Элла кивает, накручивая волосы вокруг пальца. — Я беспокоюсь о том, что она сама поведет. Она очень испугалась, когда мы встретились с Грэнтфордом возле уборной, которая находится у озера.

Мои пальцы вжались в край стола. — Вы столкнулись с Грэнтфордом?

Она убирает от волос руку, позволяя ей упасть сбоку. — Да, но это не было чем-то грандиозным. Он просто вел себя как обычно, и ты знаешь сам как.

Я выпускаю столешницу из своей мертвой хватки, пытаясь вычистить злость из своей головы. Не важно, что говорит Элла, Грэнтфорд не должен был оставлять её одну на мосту той ночью, когда она чуть не прыгнула.

Я вытягиваю ноги перед собой и меняю направление нашей беседы. — Как ты все-таки подружилась с Лилой?

Она прикусывает нижнюю губу, размышляя. — Мы были соседками по комнате. — Она пожимает плечами, позволяя своей губе выскочить из-под зубов, и это сводит меня с ума, потому что все, что я хочу сейчас делать, так это укусить её. — Она была очень хорошей и, что самое главное, отличалась от всех моих здешних друзей. Мне хотелось перемен.

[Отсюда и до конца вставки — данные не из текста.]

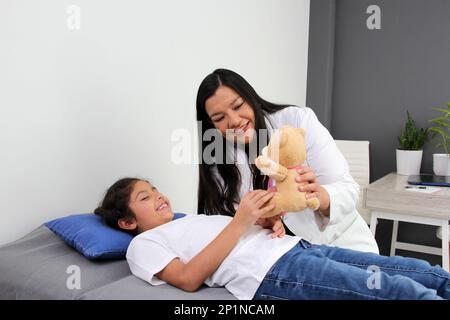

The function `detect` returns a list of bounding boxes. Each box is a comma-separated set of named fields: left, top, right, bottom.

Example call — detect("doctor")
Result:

Я спрыгиваю со стола и двигаюсь по направлению к ней. — Перемены - это здорово, но замыкаться в себе - это совсем другая история, Элла…. Ты когда-нибудь рассказывала кому-нибудь, что произошло с твоей мамой?

Её плечи напрягаются, и она поворачивается в сторону двери, собираясь уходить. — Это не твое дело.

Я преграждаю ей путь. — Нет, мое. Я знаю тебя уже целую вечность, поэтому имею полное право знать , что творится в твоей голове.

Её глаза сужаются, и она ставит свои руки на бедра. — Убирайся с моего пути, Миша Скотт.

— Почему ты теперь называешь меня по фамилии? — спрашиваю я. — Раньше, когда ты злилась на меня, ты просто называла меня кретином.

— Я больше не использую подобные слова, — говорит она категорически. — Я стала лучше.

— Правда? — обвиняю я. — Потому что мне кажется, что ты все время злишься на меня.

— Я пытаюсь не злиться, — кипятится она. — Но благодаря тебе, мне очень трудно сдерживать себя.

— Ладно, тебе нужно еще время. Мне уже хватит твоего упрямого дерьма. — Схватив её за талию, я закидываю её себе на плечо.

Она издает испуганный вздох и начинает барабанить кулаками по моей спине. — Черт возьми, Миша, отпусти меня!